The government has taken a number of steps over time to contain leakages in the system. The Comptrolle­r and Auditor General of India, for instance, found that the GST system was vulnerable to input tax credit fraud because of compliance complexity. The government has been working in this area. It is now closely monitoring fake billing and using data analytics from multiple sources to check evasion. The simplifica­tion of the filing process has also helped small taxpayers. Besides, the government introduced mandatory e-invoicing in a phased manner. From April 1, it’s applicable to all businesses with a turnover of ~50 crore and above. This will further improve compliance. Additional­ly, the pandemic has had a disproport­ionate impact on the unorganise­d sector. It is likely that business has moved to organised firms, which has improved the overall level of tax compliance in the system.
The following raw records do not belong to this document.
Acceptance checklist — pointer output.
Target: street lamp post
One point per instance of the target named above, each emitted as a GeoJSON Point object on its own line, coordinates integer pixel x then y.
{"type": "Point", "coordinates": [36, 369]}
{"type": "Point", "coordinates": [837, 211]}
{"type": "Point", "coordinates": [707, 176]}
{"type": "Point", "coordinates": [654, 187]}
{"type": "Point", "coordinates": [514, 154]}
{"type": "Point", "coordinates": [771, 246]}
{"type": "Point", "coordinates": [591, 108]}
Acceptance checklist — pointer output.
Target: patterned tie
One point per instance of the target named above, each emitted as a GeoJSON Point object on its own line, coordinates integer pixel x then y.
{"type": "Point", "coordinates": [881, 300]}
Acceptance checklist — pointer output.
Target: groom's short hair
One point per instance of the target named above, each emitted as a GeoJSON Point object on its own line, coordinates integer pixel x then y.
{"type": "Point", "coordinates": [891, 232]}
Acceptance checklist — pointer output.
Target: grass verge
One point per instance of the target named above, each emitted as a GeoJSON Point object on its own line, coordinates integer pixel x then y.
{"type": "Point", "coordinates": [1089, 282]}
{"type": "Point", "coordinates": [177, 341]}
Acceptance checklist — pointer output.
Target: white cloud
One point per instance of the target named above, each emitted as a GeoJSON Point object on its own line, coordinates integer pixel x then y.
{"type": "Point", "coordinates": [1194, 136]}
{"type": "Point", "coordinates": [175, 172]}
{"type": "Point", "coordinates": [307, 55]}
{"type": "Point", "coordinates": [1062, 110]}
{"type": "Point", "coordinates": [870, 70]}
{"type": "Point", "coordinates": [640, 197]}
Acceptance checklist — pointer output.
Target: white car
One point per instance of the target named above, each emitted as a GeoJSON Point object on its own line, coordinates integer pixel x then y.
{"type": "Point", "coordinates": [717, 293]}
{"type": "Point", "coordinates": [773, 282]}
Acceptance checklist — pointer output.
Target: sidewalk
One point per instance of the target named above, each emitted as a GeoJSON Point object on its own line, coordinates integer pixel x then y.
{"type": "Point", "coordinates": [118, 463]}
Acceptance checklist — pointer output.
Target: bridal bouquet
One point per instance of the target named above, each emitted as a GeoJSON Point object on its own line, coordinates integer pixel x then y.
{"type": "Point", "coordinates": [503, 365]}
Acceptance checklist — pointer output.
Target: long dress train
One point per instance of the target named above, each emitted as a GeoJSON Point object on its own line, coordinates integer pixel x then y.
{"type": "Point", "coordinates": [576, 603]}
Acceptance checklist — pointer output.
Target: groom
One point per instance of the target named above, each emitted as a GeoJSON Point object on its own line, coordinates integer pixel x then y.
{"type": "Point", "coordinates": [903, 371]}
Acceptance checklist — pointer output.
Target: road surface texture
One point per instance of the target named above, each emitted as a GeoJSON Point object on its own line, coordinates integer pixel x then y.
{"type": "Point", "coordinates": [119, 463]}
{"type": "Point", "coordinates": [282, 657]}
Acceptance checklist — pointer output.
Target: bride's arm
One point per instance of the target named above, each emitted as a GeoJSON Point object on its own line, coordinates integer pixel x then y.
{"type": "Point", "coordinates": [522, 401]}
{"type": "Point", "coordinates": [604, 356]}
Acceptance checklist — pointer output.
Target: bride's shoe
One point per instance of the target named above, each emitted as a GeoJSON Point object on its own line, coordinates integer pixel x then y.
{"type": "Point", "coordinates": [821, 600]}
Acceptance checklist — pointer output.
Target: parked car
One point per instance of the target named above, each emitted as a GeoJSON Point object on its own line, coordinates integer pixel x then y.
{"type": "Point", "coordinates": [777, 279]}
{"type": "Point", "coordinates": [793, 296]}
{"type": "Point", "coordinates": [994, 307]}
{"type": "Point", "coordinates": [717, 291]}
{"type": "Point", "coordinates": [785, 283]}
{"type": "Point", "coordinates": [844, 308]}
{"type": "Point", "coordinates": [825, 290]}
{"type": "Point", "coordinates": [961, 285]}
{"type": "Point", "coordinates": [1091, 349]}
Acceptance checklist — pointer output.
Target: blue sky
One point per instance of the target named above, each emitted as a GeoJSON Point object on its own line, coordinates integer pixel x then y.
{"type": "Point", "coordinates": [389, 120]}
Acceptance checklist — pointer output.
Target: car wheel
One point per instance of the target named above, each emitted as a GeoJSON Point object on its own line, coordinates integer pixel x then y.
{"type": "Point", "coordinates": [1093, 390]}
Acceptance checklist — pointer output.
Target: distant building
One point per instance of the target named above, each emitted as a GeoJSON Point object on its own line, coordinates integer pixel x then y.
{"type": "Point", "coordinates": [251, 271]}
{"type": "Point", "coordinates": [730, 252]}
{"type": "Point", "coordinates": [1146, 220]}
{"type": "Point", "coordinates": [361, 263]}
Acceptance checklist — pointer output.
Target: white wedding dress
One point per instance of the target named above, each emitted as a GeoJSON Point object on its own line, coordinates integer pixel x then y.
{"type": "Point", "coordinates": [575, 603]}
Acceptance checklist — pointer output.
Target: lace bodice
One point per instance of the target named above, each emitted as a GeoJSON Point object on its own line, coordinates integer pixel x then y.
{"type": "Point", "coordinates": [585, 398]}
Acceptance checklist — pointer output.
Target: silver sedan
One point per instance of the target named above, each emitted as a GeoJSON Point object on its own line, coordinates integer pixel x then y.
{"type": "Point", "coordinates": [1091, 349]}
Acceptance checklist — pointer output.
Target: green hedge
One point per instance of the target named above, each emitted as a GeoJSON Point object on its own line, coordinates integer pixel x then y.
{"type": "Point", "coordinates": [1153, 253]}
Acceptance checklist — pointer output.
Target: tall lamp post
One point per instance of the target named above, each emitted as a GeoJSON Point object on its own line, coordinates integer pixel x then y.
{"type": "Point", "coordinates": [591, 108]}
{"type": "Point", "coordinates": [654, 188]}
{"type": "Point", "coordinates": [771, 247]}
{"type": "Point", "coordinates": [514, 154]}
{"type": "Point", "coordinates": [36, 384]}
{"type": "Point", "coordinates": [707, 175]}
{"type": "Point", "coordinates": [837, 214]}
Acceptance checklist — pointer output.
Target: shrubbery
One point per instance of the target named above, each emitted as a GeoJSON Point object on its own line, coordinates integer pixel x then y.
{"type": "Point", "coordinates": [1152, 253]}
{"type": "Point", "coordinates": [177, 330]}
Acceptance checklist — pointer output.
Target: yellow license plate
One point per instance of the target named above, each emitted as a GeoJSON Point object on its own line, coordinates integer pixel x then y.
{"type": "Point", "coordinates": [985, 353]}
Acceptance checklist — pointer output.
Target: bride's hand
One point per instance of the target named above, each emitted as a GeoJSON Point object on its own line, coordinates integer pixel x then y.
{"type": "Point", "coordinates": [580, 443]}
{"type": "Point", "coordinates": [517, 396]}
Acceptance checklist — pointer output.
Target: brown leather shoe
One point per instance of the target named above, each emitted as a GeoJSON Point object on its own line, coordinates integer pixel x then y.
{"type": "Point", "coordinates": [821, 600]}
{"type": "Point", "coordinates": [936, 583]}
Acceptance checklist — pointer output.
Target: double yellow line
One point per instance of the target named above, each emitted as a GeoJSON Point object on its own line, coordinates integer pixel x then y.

However, the increase in tax collection is unlikely to sustain in the near term. The surge in Covid-19 cases and lockdowns in different parts of the country are affecting both production and consumptio­n. The generation of e-way bills, which is an important indicator of economic activity, has reportedly fallen to a five-month low in April. A significan­t dent in economic activity will affect GST collection. But things should again improve once the pandemic is under control. At a broader level, an improvemen­t in tax collection is encouragin­g. Both the Central and state government­s need higher revenues. The pandemic has significan­tly increased the general government debt and deficit. India’s public debt is estimated to have expanded to about 90 per cent of gross domestic product (GDP). Thus, in the given situation, a material improvemen­t in the GST system could provide big relief.

Indirect tax collection suffered significan­tly after the implementa­tion of GST. As the Fifteenth Finance Commission noted, the GST revenue (net of the compensati­on cess) was just about 5.1 per cent of GDP in 2019-20. However, the general government revenue from taxes included in GST was worth about 6.3 per cent of GDP in 2016-17. Compliance is one explanatio­n for lower tax collection. The other factor is lower tax rates. A 2019 study by the Reserve Bank of India, for instance, showed that because of multiple rate adjustment­s, the effective weighted average rate for GST declined from 14.4 per cent at the time of implementa­tion to 11.6 per cent. Now that the compliance part is showing visible improvemen­t, the GST Council should look at rationalis­ing rates. Improvemen­t in GST collection will help ease the pressure on government finances and make economic recovery relatively smooth.